Yeah, Reusse made the point that Ramon Ortiz was a stupid idea.
Although imperfect, it's still among the best local baseball talk by talking heads - even if you hate both guys. Both guys are around the club, have a well culivated list of sources and clearly are pretty passionate fans.
Did it seem to anyone that Casilla was a defensive liability?
Casilla didn't blow my socks off, but I think he'll be fine, depending on how much he can cut out the silly mistakes. I think his range was at least as good as Castillo's, he turned the DP pretty well, and he's got a strong arm. If he's still adjusting, I'm willing to keep an open mind. If he makes enough mistakes, though, that could negate his range and arm strength.
Also, I'm not going to be especially upset if Casilla get sent to Rochester to start next year. His performance there this year wasn't really overwhelming, and it definitely seems like there are things for him to work on, especially if he is uncomfortable at second base. I'll still wish that the Twins were able to get a better placeholder than Punto, but Casilla is different from Bartlett in this regard, since going into, say, 2006, Bartlett had nothing left to prove/learn in AAA.
Was wondering, I keep seeing that Alexi's got an awful batting line, but I seem to remember him being the only sucessful batter in many games.
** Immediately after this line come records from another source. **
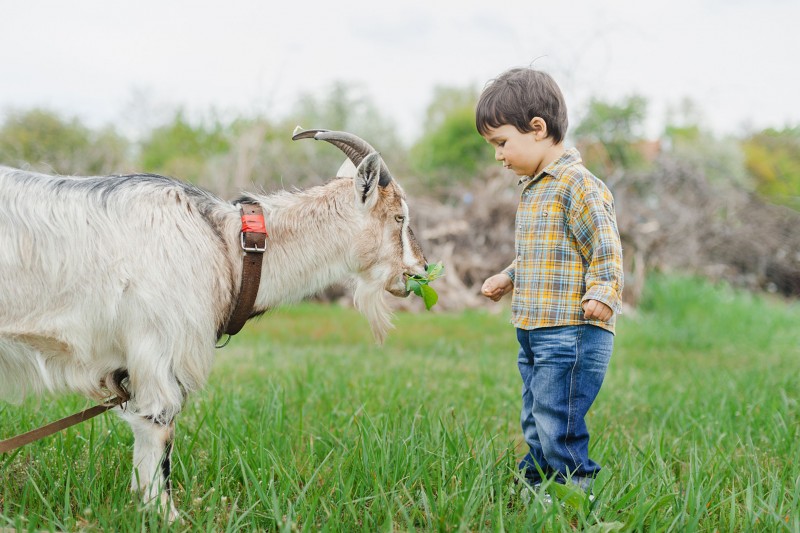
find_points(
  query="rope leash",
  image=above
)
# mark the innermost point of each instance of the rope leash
(59, 425)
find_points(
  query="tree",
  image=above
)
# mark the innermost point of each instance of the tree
(182, 149)
(43, 140)
(609, 133)
(450, 150)
(773, 158)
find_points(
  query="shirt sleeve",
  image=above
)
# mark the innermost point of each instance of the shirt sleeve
(594, 226)
(511, 271)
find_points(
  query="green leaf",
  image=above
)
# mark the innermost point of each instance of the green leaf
(429, 296)
(414, 286)
(435, 270)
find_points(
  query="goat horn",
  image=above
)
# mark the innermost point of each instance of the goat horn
(354, 147)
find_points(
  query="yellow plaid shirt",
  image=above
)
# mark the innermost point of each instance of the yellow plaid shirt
(568, 247)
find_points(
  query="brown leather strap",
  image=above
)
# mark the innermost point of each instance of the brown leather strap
(254, 242)
(44, 431)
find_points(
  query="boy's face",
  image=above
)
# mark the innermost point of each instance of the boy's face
(523, 153)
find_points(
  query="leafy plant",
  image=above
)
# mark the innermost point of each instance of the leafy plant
(420, 285)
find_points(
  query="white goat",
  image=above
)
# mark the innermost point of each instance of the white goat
(127, 281)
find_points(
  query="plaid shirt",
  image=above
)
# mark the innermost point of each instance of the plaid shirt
(568, 247)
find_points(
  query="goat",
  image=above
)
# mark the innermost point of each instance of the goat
(127, 281)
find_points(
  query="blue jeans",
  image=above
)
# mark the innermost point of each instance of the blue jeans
(562, 369)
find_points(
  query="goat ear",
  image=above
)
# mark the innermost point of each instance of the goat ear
(347, 170)
(368, 174)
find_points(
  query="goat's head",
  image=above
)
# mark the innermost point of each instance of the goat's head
(386, 251)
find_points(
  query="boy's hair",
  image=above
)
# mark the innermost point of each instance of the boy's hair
(516, 97)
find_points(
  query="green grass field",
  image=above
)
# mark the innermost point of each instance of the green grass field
(306, 425)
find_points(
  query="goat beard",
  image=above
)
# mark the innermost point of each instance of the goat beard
(369, 299)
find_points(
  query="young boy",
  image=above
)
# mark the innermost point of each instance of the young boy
(566, 277)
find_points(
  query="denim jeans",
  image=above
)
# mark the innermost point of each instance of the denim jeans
(562, 369)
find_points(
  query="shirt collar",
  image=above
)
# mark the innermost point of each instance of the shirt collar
(570, 157)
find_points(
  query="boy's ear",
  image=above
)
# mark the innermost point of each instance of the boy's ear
(539, 127)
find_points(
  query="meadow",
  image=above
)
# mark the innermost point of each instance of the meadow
(307, 425)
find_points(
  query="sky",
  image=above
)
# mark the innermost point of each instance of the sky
(113, 62)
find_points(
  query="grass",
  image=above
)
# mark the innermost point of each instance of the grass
(306, 425)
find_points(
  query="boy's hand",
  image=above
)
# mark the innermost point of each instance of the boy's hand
(595, 310)
(497, 286)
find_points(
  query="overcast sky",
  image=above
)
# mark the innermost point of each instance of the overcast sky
(95, 59)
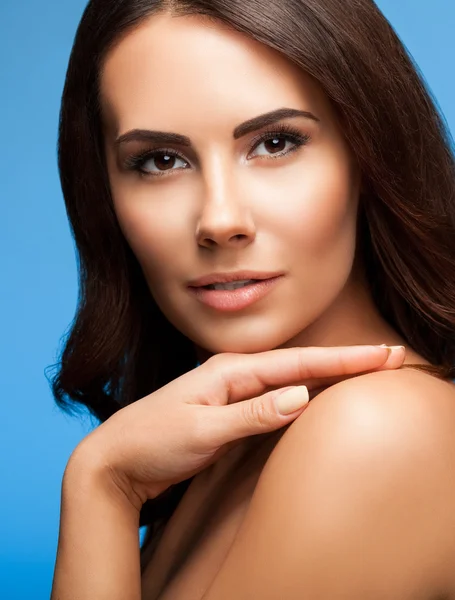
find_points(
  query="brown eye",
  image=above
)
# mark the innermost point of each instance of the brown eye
(279, 143)
(275, 144)
(163, 161)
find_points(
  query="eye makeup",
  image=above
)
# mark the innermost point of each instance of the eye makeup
(137, 161)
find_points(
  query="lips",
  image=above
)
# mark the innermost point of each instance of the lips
(230, 277)
(235, 300)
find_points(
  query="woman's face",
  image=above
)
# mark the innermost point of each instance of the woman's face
(225, 202)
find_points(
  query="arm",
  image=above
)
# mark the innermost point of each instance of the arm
(356, 500)
(98, 548)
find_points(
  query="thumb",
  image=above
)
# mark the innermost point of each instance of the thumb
(261, 414)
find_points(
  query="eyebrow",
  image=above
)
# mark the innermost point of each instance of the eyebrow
(163, 137)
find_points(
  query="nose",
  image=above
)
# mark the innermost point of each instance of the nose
(225, 220)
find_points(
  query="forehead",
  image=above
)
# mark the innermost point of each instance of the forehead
(180, 69)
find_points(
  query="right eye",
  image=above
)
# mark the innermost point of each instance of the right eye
(156, 163)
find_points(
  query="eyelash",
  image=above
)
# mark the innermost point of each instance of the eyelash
(136, 162)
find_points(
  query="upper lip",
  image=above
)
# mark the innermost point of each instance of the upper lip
(227, 277)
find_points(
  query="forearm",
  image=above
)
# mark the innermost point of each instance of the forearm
(98, 547)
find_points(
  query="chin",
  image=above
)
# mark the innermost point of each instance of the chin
(246, 343)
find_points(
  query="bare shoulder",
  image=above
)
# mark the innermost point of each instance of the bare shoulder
(356, 499)
(406, 400)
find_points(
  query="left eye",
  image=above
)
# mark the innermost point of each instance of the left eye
(276, 144)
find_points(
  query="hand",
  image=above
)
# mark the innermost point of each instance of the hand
(188, 424)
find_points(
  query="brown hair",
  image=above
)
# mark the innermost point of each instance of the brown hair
(121, 347)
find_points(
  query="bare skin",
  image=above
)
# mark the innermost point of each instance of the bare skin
(224, 205)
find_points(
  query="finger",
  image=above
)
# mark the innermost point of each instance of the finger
(255, 416)
(247, 375)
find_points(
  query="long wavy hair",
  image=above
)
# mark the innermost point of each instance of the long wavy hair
(120, 347)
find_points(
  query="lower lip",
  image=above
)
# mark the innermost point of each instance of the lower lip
(231, 300)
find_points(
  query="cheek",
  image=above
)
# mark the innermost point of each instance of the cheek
(152, 226)
(317, 208)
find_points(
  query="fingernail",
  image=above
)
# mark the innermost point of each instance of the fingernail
(292, 400)
(392, 348)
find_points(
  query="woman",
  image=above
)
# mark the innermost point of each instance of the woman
(291, 141)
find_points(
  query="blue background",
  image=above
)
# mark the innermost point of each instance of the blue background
(39, 284)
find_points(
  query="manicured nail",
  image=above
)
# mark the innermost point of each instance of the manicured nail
(392, 348)
(291, 400)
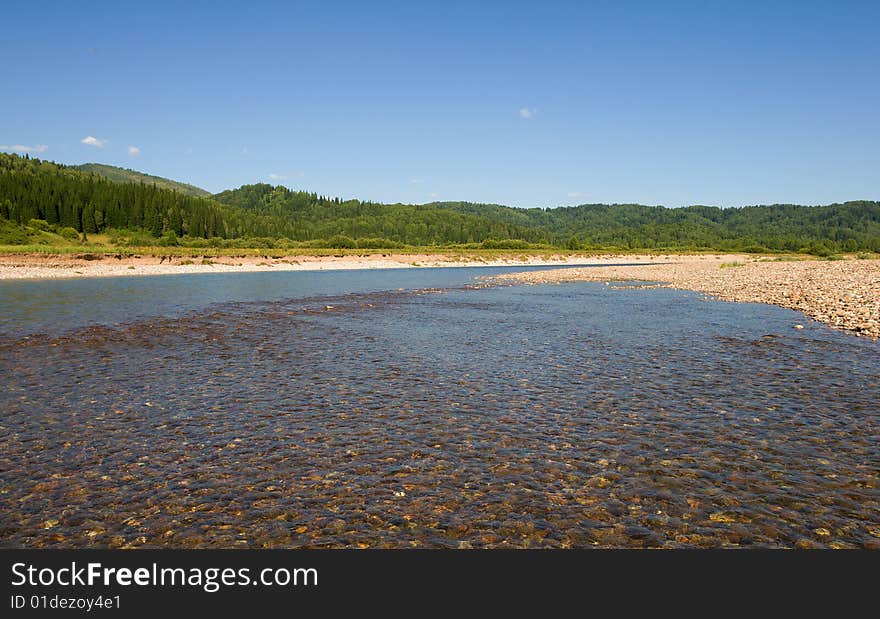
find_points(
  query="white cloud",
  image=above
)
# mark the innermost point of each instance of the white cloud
(93, 141)
(285, 176)
(21, 148)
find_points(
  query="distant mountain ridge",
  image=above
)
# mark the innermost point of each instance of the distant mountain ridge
(125, 175)
(96, 198)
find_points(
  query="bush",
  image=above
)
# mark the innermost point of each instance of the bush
(505, 244)
(69, 233)
(169, 240)
(378, 243)
(39, 224)
(12, 234)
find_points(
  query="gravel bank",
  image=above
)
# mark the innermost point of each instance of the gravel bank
(53, 266)
(843, 294)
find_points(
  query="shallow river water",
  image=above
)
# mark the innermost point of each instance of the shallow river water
(414, 408)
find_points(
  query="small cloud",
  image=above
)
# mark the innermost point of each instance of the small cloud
(21, 148)
(93, 141)
(284, 177)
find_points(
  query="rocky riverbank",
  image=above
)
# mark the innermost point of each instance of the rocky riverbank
(844, 294)
(53, 266)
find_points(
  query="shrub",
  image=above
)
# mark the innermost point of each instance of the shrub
(169, 240)
(69, 233)
(39, 224)
(505, 244)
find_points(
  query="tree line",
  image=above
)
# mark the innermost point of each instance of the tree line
(72, 199)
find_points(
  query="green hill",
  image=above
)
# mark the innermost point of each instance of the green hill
(49, 198)
(124, 175)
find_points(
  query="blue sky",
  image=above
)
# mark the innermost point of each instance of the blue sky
(527, 104)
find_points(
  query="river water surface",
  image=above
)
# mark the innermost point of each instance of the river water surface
(414, 407)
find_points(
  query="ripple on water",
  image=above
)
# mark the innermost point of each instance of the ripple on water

Made me think about portfolio theory. Has anyone looked at whether any batters perform in a way that is anti-correllated with the rest of the team? That is, when the rest of the team is struggling, he does better, but then he'll also make three outs over two innings when the rest of the team bats around.
Seems to me that if such players exist, they could be a valuable "asset to hold, " giving your team a chance if the other 8 batters are baffled. Games that may have been lost 0-1 with moderately correlated batters may then be won 2-1 or at least go to extra innings.
Man, I'll be happy when I'm done with all this actuarial educationing/exam-ing/project-completing...
I'm guessing that this is a "feature, not a bug" of a Piranha-dominated offense, right, Greek House?
not negatively correlated performances, but rather, there will be plenty o' instances where one guy gets 3-4 hits and everyone is pretty much silent. Just as there will be instances where the hits come in bunches for the team.